We think, though, that we are not being spoilers by telling you in advance that what he has in mind for your stockings is coal, coal, and more coal. Won't that be so nice? It's gonna be so nice. You won't believe it. You can read all about it, probably in a couple of weeks, in The National Enquirer, his favorite organ of record.

Incidentally, go back and listen to what former Secretary of State Clinton actually said, not what you think she said. She said that the country was going to close down the coal mines because of the energy policies across the world, not just in this country, which are turning the country and the world, of necessity, to cleaner, alternative forms of energy so that we do not go the way of the dinosaurs. She was not threatening that transition. She was merely stating a fact of life in 2016, ongoing for decades. Her point was not that, but rather stating the necessity of finding new jobs for the displaced coal miners as that transition inevitably accelerates.
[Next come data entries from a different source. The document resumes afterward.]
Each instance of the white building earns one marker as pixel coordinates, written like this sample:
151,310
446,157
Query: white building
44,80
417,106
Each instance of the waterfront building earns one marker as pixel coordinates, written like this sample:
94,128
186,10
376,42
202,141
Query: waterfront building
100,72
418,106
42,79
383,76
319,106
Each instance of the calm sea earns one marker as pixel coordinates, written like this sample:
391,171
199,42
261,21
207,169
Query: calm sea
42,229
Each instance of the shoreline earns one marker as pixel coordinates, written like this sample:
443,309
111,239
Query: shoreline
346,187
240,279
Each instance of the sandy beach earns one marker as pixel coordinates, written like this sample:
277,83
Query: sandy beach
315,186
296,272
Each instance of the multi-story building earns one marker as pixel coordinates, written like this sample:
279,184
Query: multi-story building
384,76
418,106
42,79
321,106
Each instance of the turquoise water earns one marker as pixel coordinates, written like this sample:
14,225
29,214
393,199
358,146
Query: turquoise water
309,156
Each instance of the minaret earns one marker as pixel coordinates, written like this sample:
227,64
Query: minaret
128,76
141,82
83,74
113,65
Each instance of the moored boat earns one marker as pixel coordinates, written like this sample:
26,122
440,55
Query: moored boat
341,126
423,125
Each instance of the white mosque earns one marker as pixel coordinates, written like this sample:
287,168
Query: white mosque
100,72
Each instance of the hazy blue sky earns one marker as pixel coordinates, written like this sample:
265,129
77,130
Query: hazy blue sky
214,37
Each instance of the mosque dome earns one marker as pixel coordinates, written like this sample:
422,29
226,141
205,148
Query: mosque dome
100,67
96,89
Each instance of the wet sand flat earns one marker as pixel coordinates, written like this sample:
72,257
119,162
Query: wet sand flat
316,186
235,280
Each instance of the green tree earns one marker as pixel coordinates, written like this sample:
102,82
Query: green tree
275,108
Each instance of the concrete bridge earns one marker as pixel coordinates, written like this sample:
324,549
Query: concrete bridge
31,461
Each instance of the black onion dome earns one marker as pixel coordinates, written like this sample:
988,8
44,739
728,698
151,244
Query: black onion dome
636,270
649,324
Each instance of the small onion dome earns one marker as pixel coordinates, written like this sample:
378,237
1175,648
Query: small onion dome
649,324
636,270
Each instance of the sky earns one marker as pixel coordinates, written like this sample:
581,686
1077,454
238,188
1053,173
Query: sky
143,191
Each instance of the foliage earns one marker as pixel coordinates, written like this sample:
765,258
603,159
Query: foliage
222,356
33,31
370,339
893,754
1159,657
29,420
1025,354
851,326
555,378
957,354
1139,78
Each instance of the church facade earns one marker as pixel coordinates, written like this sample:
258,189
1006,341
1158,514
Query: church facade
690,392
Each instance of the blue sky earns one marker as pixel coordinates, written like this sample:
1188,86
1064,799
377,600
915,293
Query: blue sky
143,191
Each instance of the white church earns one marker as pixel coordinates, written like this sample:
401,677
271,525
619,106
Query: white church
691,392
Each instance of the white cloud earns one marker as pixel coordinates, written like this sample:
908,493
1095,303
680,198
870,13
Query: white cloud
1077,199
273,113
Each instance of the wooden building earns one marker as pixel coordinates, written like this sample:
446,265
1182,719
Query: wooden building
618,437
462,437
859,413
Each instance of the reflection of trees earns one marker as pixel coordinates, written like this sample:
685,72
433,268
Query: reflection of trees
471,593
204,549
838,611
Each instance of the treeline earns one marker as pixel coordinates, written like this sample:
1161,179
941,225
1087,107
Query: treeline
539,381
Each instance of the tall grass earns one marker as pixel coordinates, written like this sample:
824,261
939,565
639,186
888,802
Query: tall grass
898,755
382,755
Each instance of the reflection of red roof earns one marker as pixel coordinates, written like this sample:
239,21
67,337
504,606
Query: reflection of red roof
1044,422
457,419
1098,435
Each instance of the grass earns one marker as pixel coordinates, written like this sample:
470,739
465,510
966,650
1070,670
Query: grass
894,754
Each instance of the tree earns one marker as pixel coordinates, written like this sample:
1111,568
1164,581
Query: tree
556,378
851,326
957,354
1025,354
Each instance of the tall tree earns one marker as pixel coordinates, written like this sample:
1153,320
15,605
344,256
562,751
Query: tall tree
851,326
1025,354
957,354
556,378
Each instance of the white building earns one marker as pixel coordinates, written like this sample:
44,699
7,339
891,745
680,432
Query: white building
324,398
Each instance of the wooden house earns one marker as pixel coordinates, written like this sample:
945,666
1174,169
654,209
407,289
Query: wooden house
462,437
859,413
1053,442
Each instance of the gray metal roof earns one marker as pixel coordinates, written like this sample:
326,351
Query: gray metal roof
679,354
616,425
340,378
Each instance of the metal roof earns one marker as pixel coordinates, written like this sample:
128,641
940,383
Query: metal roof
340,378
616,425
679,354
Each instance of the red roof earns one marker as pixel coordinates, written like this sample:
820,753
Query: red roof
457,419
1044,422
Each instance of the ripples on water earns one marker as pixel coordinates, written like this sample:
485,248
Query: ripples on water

But forget about it. Come Christmas, you are gonna be so pleased, so pleased, if you vote for the Republican nominee. The niceness of it all is gonna be so nice. It's just gonna be wonderful. It's gonna be so nice, so nice. Don't ask him any hard questions about what is gonna be so nice about it. Just trust and have faith, and it will be so nice, you won't know what hit you.

Remember, this Christmas: It's Conny Donny's for your shopping needs in Manhattan, to get whatever your little heart desires at the lowest possible prices with easy credit terms, nothing down, a lifetime to pay it all back.